Defendant, having been sentenced to probation only on the charges related to MDPV, argues that the trial court erred in denying his motion to dismiss the charges that he possessed with intent to manufacture, sell or deliver MDPV, and that he sold or delivered MDPV on 24 January and 31 January 2012. Specifically, defendant contends that because the evidence was insufficient to establish he knowingly sold and delivered a controlled substance, the trial court erred in failing to dismiss the charges against him. We disagree.
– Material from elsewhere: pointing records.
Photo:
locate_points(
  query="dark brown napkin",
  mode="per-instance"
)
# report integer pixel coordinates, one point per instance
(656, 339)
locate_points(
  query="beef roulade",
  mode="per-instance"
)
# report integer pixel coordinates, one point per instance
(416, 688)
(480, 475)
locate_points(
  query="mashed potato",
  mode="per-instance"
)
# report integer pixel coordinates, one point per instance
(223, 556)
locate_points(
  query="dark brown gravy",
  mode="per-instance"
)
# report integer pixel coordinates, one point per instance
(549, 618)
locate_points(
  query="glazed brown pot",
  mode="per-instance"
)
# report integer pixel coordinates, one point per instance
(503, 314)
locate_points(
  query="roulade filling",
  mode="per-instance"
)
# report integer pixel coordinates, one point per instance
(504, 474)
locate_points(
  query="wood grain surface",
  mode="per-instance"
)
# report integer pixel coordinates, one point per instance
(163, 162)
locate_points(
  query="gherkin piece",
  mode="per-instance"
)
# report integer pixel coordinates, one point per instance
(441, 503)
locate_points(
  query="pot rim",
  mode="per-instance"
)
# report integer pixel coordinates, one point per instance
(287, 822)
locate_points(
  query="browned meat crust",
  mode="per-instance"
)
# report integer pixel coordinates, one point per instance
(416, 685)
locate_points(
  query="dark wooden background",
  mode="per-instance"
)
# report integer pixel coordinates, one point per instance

When ruling on a motion to dismiss for insufficient evidence, the trial court must consider the evidence in the light most favorable to the State, drawing all reasonable inferences in the State's favor. Any contradictions or conflicts in the evidence are resolved in favor of the State, and evidence unfavorable to the State is not considered. The trial court must decide only whether there is substantial evidence of each essential element of the offense charged and of the defendant's being the perpetrator of the offense.

State v. Chillo, 208 N.C.App. 541, 545, 705 S.E.2d 394, 397 (2010) (quoting State v. Miller, 363 N.C. 96, 98–99, 678 S.E.2d 592, 594 (2009)). “Substantial evidence is such relevant evidence as a reasonable mind might accept as adequate to support a conclusion.” State v. Nettles, 170 N.C.App. 100, 103, 612 S.E .2d 172, 174 (2005) (citation and quotations omitted). “We review the denial of a motion to dismiss for insufficient evidence de novo.” State v. Woodard, 210 N.C.App. 725, 730, 709 S.E.2d 430, 434 (2011) (citation omitted).

“Except as authorized by [the North Carolina Controlled Substances Act, codified within Chapter 90, Article 5 of our General Statutes], it is unlawful for any person: (1) To manufacture, sell or deliver, or possess with intent to manufacture, sell or deliver, a controlled substance[.]” N.C. Gen.Stat. § 90–95(a)(1) (2013); see also State v. Moore, 327 N.C. 378, 381, 395 S.E.2d 124, 126 (1990) (“[T]he language of N.C.G.S. § 90–95(a)(1) creates three offenses: (1) manufacture of a controlled substance, (2) transfer of a controlled substance by sale or delivery, and (3) possession with intent to manufacture, sell or deliver a controlled substance.”). “It is well-established that there are two essential elements of this charge: possession and intent.” State v. Turner, ––– N.C.App. ––––, ––––, 765 S.E.2d 77, 81 (2014), review denied, ––– N.C. ––––, 768 S.E.2d 563 (2015).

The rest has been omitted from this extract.